16 ans : Guerre et Amour…

Il est grand, un rien taciturne, de scolarité médiocre et de culture judéo-chrétienne, issu d’une famille aisée et socialement très intégrée. Elle est une brillante élève d’origine magrébine et de confession musulmane, belle et rayonnante en dépit d’une famille l’empêchant de s’épanouir relationnellement. Ils sont jeunes et viennent d’arriver en classe de seconde d’un modeste lycée de la région francilienne, s’apprivoisent rapidement pour mieux tomber amoureux l’un de l’autre, beaucoup, passionnément, à la folie, passant outre les préjugés de classe et de culture de leur famille respective… S’ensuivra un drame social aux allures de fable shakespearienne incandescente et inoubliable, aux enjeux particulièrement solides et conséquents, drame au coeur duquel cet amour impossible nous réservera l’un des meilleurs films de cette année, visible dans nos salles obscures à partir du mercredi 4 janvier 2023 et d’ores et déjà découvert lors de la dernière édition du Festival du Film d’Angoulême dans la catégorie Les flamboyants.

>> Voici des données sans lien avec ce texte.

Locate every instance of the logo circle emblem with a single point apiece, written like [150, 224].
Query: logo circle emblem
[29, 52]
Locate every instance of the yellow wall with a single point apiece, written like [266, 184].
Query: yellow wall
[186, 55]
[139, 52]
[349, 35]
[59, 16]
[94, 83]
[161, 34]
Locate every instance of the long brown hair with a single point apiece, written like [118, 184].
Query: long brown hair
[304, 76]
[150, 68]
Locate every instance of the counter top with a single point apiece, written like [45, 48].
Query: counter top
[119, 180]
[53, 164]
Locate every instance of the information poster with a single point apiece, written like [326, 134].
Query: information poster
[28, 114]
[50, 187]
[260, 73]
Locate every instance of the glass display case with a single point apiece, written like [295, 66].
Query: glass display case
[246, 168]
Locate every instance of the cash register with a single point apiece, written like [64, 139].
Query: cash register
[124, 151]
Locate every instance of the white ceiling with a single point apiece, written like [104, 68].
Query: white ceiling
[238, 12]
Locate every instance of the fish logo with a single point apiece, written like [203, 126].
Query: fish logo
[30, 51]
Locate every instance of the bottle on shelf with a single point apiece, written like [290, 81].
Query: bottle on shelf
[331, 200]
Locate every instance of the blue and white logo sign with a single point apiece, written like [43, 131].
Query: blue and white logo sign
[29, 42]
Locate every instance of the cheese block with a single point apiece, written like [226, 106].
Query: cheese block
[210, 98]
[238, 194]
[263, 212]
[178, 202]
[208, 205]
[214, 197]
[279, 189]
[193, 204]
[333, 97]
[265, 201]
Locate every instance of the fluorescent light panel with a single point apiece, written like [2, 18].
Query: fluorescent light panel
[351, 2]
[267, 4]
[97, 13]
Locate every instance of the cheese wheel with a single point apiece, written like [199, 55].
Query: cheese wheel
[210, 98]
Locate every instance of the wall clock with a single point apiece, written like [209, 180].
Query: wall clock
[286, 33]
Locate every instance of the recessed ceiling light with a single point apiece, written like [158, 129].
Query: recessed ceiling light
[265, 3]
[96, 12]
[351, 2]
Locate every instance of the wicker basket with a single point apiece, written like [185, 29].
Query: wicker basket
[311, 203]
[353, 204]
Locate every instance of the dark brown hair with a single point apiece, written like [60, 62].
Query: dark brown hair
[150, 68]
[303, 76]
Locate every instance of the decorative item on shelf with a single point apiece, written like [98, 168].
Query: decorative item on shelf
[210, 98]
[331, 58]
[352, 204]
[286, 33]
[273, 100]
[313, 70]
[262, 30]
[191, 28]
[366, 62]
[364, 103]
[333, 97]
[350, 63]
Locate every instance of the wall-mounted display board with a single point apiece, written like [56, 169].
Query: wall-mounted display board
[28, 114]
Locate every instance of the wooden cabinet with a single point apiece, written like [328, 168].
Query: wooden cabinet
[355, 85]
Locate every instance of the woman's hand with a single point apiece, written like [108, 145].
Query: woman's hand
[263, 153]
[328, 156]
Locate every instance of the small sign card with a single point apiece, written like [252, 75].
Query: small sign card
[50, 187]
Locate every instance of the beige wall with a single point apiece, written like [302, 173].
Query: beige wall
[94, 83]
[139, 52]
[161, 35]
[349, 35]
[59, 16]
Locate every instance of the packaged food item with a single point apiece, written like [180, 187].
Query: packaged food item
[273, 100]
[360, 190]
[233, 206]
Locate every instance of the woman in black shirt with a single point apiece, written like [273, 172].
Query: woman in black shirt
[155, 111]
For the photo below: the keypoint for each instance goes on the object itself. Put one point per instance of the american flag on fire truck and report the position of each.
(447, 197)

Dernier long métrage du bienvenu Philippe Lioret 16 ans fait pratiquement figure de – n’ayons pas peur des mots – petit chef d’œuvre de cinéma lyrique, passionnel et passionnant portant l’intégralité de ses interprètes au rang de montagnes dramatiques et dramaturgiques. A partir d’un sujet vieux comme le Monde le cinéaste français actualise le mythe de Roméo et Juliette pour mieux disséquer les dysfonctionnements de notre société au regard de cette idylle pure et juvénile, débarrassée de tout préjugé et de tout ressentiment : déclassement sociétal, mépris bourgeois et racisme ordinaire, intégrisme religieux allant de paire avec une frustration sexuelle destructrice et auto-destructrice, violence suburbaine allant jusqu’à une criminalité montant, hélas, crescendo… Philippe Lioret ne laisse strictement rien au hasard sans pour autant se laisser aller à une quelconque forme de démonstration et/ou de didactisme, au gré d’une mise en scène s’effaçant admirablement derrière les nombreux sujets filmés…

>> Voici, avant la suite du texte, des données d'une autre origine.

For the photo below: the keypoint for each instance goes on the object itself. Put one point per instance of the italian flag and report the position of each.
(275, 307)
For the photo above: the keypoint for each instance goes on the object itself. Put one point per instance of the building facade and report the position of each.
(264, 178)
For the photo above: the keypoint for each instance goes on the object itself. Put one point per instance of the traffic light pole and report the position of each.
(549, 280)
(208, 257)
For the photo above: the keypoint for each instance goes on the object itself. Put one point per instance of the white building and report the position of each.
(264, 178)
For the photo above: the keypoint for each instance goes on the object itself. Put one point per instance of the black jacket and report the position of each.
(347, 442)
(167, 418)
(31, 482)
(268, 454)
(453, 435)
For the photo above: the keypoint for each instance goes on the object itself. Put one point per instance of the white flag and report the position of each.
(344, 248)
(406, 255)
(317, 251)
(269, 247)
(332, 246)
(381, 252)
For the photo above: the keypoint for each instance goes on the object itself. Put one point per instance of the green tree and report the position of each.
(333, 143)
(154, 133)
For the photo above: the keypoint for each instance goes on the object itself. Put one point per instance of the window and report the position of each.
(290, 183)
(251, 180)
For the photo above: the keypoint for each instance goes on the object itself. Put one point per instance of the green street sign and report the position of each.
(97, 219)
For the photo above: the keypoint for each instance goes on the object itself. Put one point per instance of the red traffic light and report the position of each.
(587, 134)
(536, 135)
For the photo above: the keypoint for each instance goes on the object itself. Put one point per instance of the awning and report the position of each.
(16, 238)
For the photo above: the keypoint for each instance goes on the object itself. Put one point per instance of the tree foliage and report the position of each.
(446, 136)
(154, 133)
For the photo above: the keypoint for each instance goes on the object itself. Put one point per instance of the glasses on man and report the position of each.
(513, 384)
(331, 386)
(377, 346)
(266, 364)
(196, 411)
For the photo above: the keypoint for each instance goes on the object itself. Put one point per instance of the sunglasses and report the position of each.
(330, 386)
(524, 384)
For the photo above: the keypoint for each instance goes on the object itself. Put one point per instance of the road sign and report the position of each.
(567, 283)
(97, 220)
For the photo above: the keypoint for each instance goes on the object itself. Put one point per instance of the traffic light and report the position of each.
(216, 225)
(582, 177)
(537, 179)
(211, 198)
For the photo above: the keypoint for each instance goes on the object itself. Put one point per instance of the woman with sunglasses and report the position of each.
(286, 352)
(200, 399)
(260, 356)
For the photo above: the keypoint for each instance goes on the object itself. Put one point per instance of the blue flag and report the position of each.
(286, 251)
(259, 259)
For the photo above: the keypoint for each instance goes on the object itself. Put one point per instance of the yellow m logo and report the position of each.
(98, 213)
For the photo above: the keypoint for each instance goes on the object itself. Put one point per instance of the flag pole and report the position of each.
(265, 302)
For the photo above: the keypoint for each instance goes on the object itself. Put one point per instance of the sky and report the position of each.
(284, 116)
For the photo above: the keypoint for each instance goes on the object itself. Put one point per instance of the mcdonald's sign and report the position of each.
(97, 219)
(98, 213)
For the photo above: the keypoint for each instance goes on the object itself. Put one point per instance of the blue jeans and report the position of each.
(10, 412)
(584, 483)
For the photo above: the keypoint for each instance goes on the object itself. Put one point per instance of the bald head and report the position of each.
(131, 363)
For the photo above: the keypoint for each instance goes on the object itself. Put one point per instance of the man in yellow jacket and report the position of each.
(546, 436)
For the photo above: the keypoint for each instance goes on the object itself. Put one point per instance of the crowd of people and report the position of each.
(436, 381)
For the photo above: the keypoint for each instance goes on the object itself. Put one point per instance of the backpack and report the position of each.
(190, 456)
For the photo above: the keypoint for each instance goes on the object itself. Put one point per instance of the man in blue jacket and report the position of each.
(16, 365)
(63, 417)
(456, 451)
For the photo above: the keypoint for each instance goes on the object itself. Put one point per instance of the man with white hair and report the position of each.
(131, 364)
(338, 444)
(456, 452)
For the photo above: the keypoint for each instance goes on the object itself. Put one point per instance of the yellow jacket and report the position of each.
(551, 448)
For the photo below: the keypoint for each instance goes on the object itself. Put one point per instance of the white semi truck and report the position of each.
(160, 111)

Et pour cause : si ce sont Léo et Nora (respectivement interprétés par Teïlo Azaïs et Sabrina Levoye dans leur premier grand rôle au cinéma, pour le pire – et surtout – pour le meilleur, ndlr) qui habitent principalement cette tragédie contemporaine mâtinée de violence le réalisateur de Je vais bien, ne t’en fais pas met un point d’honneur à faire exister chaque personnage de cette fresque de petite – mais resplendissante – mine de cinéma : entre un Nassim Lyès extraordinaire en grand frère haineux mais paradoxalement attachant (l’une des scènes des premières minutes à travers laquelle son personnage est soupçonné d’avoir dérobé une bouteille de Château Margaux dans le cadre de son job de magasinier installe d’emblée la situation tout en témoignant d’une épaisseur d’écriture redoutable, montrant cette figure mi-ange, mi-démon dans toute sa complexité…), un Jean-Pierre Lorit excellent en directeur de grande surface un tantinet veule et in fine humilié par sa hiérarchie ou encore un Arsène Mosca idoine en paternel intégriste et privatif le casting de 16 ans demeure impeccable en tout point, parfaitement crédible et entièrement au service d’un propos et d’un récit duquel le spectateur ne perdra pas la moindre miette.

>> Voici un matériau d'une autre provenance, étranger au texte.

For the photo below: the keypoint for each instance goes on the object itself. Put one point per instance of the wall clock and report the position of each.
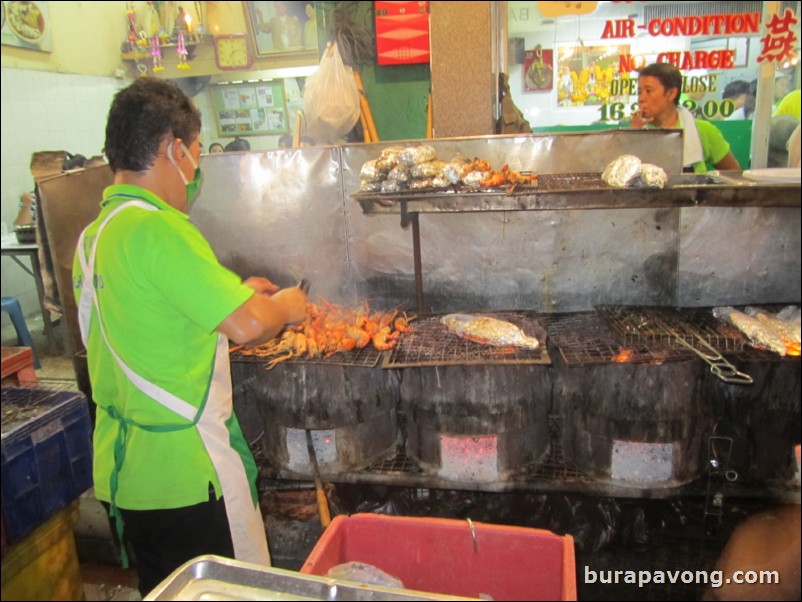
(231, 52)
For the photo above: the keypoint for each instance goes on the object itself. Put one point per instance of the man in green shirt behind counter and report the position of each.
(156, 311)
(659, 86)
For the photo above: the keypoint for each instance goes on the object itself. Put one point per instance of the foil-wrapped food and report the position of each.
(622, 171)
(454, 169)
(488, 331)
(417, 167)
(652, 176)
(628, 171)
(430, 169)
(388, 158)
(413, 155)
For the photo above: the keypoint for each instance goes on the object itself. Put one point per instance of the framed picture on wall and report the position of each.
(283, 28)
(585, 74)
(27, 25)
(538, 70)
(250, 108)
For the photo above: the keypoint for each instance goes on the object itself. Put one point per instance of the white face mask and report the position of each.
(193, 186)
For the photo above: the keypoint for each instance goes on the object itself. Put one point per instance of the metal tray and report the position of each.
(216, 578)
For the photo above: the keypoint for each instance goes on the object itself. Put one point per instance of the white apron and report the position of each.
(244, 517)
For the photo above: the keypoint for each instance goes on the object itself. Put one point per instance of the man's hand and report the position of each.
(293, 300)
(261, 285)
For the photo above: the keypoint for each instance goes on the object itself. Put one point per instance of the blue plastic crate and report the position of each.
(46, 455)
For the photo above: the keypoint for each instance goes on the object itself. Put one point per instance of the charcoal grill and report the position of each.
(667, 326)
(367, 357)
(347, 402)
(475, 413)
(431, 344)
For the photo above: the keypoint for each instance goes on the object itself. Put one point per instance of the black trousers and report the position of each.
(163, 540)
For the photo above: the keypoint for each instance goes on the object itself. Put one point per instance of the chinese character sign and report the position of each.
(779, 43)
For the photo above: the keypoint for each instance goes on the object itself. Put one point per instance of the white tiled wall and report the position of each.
(44, 111)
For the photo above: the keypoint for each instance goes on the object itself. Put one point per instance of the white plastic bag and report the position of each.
(331, 99)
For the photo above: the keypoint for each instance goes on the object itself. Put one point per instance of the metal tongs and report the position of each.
(719, 366)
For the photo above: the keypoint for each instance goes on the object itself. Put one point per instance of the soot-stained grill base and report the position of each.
(755, 426)
(351, 413)
(476, 423)
(582, 340)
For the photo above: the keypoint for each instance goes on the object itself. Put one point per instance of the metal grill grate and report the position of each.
(22, 404)
(585, 338)
(661, 326)
(431, 344)
(545, 183)
(571, 181)
(359, 358)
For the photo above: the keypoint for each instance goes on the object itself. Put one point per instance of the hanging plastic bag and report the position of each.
(331, 99)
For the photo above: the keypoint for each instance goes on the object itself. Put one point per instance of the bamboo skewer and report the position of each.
(429, 125)
(296, 135)
(365, 132)
(363, 103)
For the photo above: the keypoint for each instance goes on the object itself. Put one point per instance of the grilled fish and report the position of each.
(488, 331)
(758, 332)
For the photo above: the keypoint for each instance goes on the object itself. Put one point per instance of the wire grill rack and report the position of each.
(431, 344)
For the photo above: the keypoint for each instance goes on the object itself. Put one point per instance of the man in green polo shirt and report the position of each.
(659, 86)
(156, 311)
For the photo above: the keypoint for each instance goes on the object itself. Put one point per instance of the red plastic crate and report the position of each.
(438, 555)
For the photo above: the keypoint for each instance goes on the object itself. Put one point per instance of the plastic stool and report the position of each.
(12, 307)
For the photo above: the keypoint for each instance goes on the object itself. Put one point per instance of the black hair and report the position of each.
(140, 117)
(238, 144)
(668, 75)
(735, 88)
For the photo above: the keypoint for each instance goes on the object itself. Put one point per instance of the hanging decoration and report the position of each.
(181, 49)
(156, 53)
(538, 70)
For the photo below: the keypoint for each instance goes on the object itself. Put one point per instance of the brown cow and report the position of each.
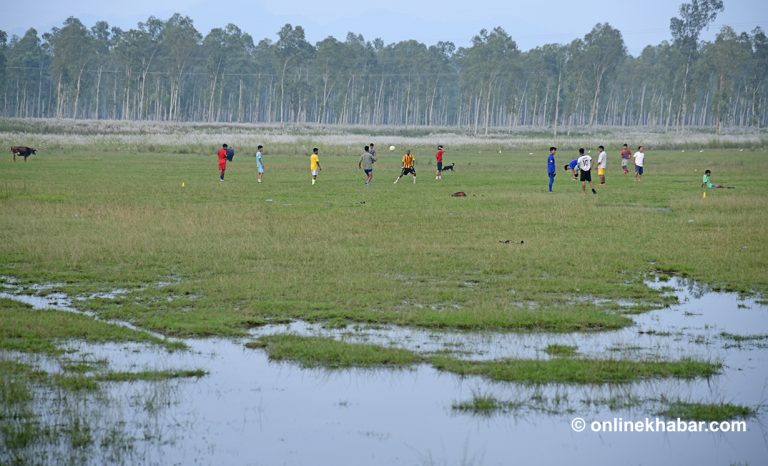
(22, 151)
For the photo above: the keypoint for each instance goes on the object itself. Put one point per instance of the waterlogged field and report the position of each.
(506, 311)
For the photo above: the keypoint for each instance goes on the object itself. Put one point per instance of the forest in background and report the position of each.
(167, 71)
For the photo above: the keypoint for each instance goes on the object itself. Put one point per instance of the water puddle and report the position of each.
(249, 410)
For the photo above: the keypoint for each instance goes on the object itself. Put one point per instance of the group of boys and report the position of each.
(367, 159)
(581, 167)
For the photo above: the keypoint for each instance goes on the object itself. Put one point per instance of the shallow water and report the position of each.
(249, 410)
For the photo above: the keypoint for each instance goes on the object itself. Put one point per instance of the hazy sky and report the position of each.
(530, 23)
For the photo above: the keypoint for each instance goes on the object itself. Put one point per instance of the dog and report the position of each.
(22, 151)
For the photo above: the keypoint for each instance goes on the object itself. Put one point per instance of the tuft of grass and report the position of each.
(739, 338)
(330, 353)
(150, 375)
(707, 411)
(561, 351)
(576, 371)
(486, 405)
(40, 331)
(76, 382)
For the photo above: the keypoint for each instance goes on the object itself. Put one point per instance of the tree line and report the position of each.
(167, 71)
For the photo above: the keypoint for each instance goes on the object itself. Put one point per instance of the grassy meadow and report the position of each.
(509, 256)
(132, 223)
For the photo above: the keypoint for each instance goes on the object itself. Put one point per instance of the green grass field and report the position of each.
(238, 254)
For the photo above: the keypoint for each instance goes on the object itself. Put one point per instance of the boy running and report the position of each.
(626, 154)
(705, 181)
(259, 163)
(408, 160)
(366, 163)
(314, 165)
(439, 160)
(585, 173)
(639, 162)
(602, 158)
(222, 161)
(551, 171)
(573, 167)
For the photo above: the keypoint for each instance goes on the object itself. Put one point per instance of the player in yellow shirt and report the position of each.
(314, 164)
(408, 167)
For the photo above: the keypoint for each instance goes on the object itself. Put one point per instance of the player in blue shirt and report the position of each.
(551, 166)
(573, 165)
(259, 163)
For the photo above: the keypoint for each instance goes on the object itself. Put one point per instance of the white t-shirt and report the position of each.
(639, 157)
(585, 163)
(602, 159)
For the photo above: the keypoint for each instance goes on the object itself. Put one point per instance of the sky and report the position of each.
(529, 23)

Très écrit mais aucunement bavard, brillamment réalisé mais jamais prétentieux ni encombré de fioritures dommageables 16 ans se regarde et se vit tel une fable tour à tour intemporelle, universelle et singulière dans le même mouvement d’évidence. Gagnant sur pratiquement tous les tableaux (interprétation, technique, agencement général, etc…) le dernier long métrage de Philippe Lioret fait figure de véritable tour de force, aussi virtuose dans sa vue d’ensemble que dans ses plus infimes nuances. Un mille-feuille.